Findings from the Royal Commission and a continuously changing regulatory environment had seen a push of resources into compliance rather than innovation.
“Some institutions have exhibited no real appetite to adopt or realise the benefits of modern technology – and advisers and their clients forced to use these laggard platforms have suffered,” Bernasconi said.
“Others have engaged global software solutions to support new platform offerings, however these offerings have not been focussed on advisers’ needs.
“Instead, other revenue bias features have diverted the attention of these institutions.
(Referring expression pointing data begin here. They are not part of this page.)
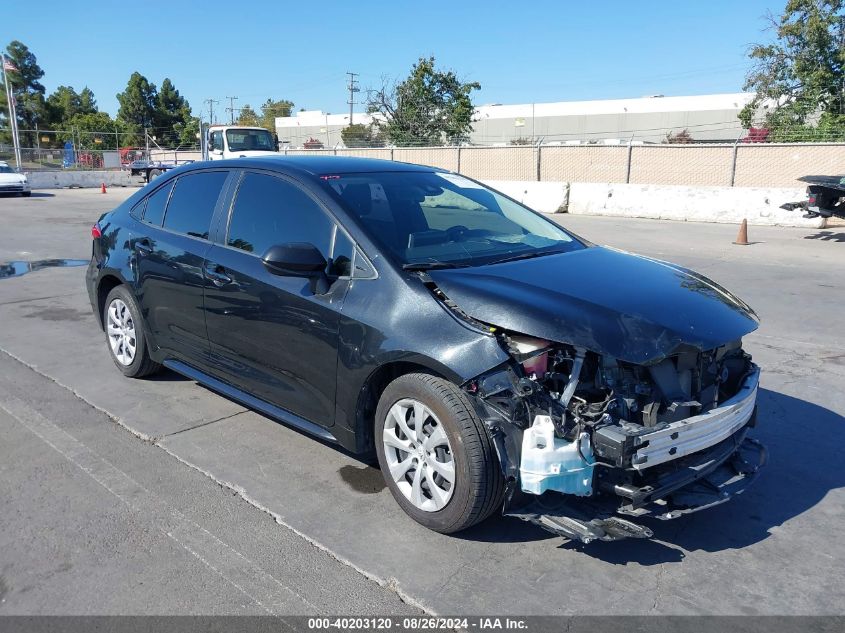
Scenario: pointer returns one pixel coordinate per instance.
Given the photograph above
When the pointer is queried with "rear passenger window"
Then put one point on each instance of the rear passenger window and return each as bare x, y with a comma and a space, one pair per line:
155, 205
342, 255
192, 203
271, 211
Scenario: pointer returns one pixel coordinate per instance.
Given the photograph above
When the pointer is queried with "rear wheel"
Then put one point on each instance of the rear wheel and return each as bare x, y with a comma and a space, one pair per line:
435, 454
125, 335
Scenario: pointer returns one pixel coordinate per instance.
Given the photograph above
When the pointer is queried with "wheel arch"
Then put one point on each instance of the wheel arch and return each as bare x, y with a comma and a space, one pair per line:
374, 386
105, 285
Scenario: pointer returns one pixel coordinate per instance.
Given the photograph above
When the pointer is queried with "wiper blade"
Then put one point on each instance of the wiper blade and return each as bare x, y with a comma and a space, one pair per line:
431, 265
514, 258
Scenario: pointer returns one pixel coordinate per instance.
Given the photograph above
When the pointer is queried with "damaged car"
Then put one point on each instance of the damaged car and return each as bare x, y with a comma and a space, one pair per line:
492, 361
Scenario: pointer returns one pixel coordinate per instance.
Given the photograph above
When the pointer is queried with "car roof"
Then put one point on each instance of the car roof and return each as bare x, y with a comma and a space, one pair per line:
315, 165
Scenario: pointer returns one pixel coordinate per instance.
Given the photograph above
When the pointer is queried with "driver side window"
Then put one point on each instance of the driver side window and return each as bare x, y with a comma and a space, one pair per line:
269, 211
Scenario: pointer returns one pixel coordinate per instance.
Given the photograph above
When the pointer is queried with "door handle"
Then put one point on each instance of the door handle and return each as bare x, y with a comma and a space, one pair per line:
217, 274
143, 247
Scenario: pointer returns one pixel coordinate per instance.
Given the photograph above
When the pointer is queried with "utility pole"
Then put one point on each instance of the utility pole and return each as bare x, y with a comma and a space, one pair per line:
353, 88
231, 109
211, 103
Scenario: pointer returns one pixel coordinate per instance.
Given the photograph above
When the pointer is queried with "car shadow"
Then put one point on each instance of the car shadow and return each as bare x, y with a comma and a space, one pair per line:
797, 477
826, 236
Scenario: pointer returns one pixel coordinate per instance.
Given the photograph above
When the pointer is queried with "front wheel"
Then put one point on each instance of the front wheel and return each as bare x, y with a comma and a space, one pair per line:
435, 454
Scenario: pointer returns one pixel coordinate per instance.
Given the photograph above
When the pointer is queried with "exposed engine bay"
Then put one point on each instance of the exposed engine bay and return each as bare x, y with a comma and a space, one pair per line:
586, 441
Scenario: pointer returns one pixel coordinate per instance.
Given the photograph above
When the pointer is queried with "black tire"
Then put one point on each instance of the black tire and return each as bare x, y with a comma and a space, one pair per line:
479, 484
142, 365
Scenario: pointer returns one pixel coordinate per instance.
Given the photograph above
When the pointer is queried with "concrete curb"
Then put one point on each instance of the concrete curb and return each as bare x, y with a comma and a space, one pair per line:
61, 179
730, 205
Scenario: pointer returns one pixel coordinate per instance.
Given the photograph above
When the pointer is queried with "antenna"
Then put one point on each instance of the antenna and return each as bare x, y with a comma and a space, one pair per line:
353, 88
231, 109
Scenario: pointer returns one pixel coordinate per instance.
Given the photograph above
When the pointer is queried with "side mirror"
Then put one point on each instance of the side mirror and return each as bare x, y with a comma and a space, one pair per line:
298, 259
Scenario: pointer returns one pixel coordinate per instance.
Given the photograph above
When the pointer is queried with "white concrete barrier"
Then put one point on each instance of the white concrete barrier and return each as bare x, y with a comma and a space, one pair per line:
546, 197
759, 205
74, 178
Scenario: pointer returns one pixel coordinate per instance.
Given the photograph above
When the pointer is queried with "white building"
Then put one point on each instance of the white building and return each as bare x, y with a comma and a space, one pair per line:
708, 118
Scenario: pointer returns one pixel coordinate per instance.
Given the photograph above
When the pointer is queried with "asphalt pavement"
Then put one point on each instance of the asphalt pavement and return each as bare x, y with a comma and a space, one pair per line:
159, 496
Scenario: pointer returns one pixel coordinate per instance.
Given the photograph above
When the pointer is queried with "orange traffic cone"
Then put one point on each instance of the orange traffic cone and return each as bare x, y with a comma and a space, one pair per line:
742, 236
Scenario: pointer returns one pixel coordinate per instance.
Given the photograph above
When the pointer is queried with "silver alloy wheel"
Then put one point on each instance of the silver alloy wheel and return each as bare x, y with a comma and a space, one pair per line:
419, 455
120, 329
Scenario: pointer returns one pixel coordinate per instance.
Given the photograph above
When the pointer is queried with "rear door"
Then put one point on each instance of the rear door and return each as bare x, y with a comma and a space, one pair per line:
272, 336
169, 252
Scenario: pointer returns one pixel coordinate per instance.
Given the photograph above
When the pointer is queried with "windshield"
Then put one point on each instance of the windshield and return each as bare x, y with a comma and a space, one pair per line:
250, 140
429, 220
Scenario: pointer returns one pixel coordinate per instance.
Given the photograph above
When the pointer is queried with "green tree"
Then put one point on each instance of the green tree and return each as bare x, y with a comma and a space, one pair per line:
249, 117
800, 75
87, 102
360, 135
95, 130
428, 108
272, 109
28, 92
186, 132
65, 103
138, 105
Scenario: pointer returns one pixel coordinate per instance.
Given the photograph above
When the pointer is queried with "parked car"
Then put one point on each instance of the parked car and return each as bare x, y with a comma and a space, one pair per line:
825, 197
490, 359
12, 181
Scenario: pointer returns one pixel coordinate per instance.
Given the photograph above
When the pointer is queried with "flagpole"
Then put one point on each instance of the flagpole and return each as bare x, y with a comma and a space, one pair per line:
13, 115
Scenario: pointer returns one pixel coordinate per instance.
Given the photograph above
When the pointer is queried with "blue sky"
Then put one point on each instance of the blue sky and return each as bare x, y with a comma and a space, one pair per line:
519, 52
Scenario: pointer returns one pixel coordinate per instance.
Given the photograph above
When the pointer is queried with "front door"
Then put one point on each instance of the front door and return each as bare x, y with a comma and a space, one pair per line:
169, 250
271, 335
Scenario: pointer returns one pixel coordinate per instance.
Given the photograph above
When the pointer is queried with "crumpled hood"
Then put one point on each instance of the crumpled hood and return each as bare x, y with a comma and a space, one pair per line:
630, 307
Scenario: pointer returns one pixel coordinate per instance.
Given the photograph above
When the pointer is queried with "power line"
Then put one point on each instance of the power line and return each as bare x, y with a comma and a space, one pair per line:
353, 88
211, 103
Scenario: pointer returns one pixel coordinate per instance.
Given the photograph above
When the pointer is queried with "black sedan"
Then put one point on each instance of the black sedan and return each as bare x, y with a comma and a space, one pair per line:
488, 358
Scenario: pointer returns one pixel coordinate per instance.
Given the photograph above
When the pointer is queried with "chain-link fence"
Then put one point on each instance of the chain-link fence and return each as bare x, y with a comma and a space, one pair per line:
725, 165
81, 149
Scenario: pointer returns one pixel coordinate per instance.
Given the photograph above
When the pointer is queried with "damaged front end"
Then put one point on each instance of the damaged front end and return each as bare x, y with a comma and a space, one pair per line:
587, 442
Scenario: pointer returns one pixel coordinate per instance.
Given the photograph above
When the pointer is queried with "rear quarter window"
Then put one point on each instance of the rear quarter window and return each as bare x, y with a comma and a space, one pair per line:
155, 203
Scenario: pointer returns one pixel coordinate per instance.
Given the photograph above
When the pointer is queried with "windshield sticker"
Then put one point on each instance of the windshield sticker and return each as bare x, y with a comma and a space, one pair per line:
460, 181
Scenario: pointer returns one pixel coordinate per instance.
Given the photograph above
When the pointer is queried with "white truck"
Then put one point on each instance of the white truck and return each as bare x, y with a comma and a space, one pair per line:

As a result advisers’ needs – and ultimately their clients’ needs – have been sidelined.”
Darren Pettiona, WealthO2 executive director, said the size of the platform market had been underestimated.
“If you look now, you have Netwealth having the dominant market share… they have a 4.3% market share,” Pettiona said.
“I’ve never seen anywhere in the world where someone complimented the dominant market force as a 4.3% market share.”
Pettiona said it was a big market where the traditional gatekeepers, like the banks, were gone, and that technology would help advisers efficiently look after a broader set of clients.
“The guys that stopped and blocked innovation, and controlled distribution, have left the building,” Pettiona said.
“That means advisers will be able to choose what they want and the dealer services models won’t be able to mandate anything either.”